Academic rank: Assistant Professor
ORCID:
Education: PhD.
ScopusId:
HIndex:
Faculty: Faculty of Technology and Engineering
Address: University of Mazandaran
Phone: 01135305141

Research

Title
An effective approach to candidate retrieval for cross-language plagiarism detection: A fusion of conceptual and keyword-based schemes
Type
JournalPaper
Keywords
Plagiarism detection, Cross-language plagiarism, Candidate retrieval, Conceptual model, Keyword-based model
Year
2020
Journal Information Processing and Management
DOI
Researchers Meysam Roostaee ، Mohammad Hadi Sadreddini ، Seyed Mostafa Fakhrahmad

Abstract

Due to the rapid growth of documents and manuscripts in various languages all over the world, plagiarism detection has become a challenging task, especially for cross lingual cases. Because of this issue, in today's plagiarism detection systems, a candidate retrieval process is developed as the frst step, in order to reduce the set of documents for comparison to a reasonable number. The performance of the second step of plagiarism detection, which is devoted to a detailed analysis of the candidates is tightly dependent on the candidate retrieval phase. Regarding its high importance, the present study focuses on the candidate retrieval task and aims to extract the minimal set of highly potential source documents, accurately.

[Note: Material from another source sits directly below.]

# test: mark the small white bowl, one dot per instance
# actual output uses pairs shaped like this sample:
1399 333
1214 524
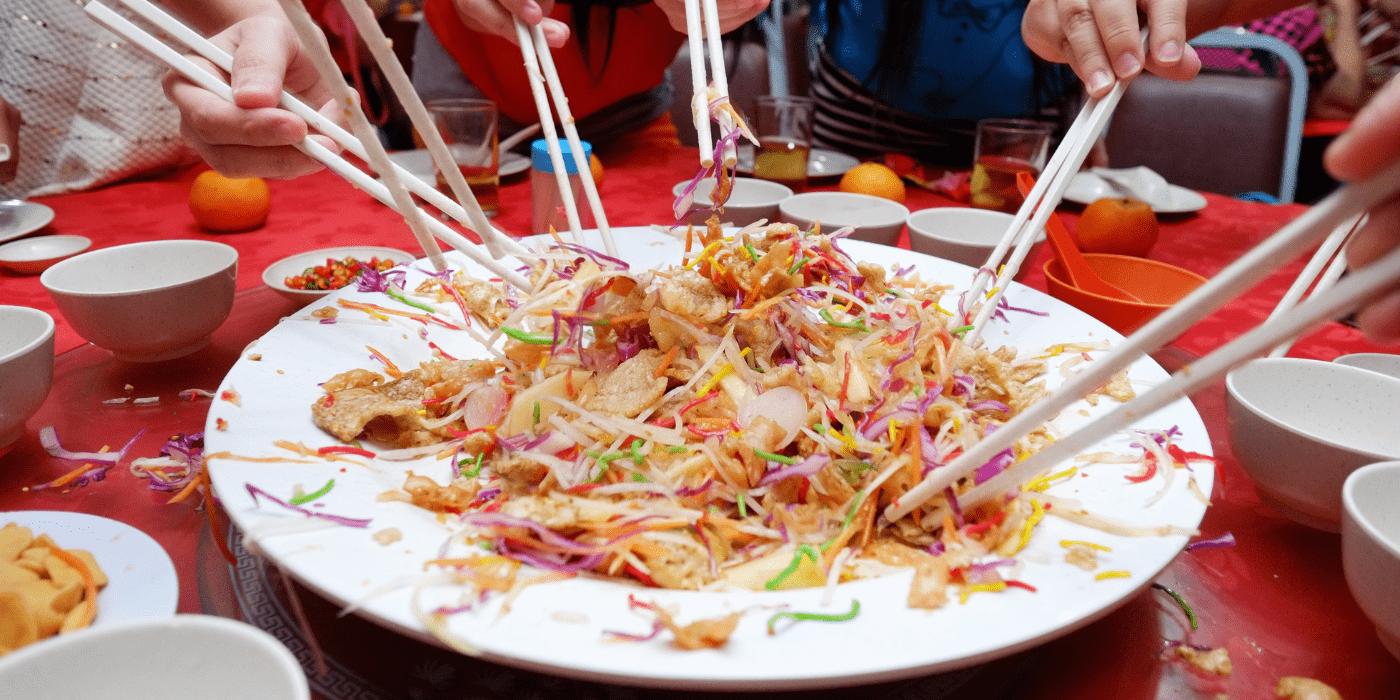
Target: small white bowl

The paper proposes a fusion of concept-based and keyword-based retrieval models for this purpose. A dynamic interpolation factor is used in the proposed scheme in order to combine the results of conceptual and bag-of-words models. The effectiveness of the proposed model for cross language candidate retrieval is also compared with state-of-the-art models over German-English and Spanish-English language partitions. The results show that the proposed candidate retrieval model outperforms the state-of-the-art models and can be considered as a proper choice to be embedded in cross-language plagiarism detection systems.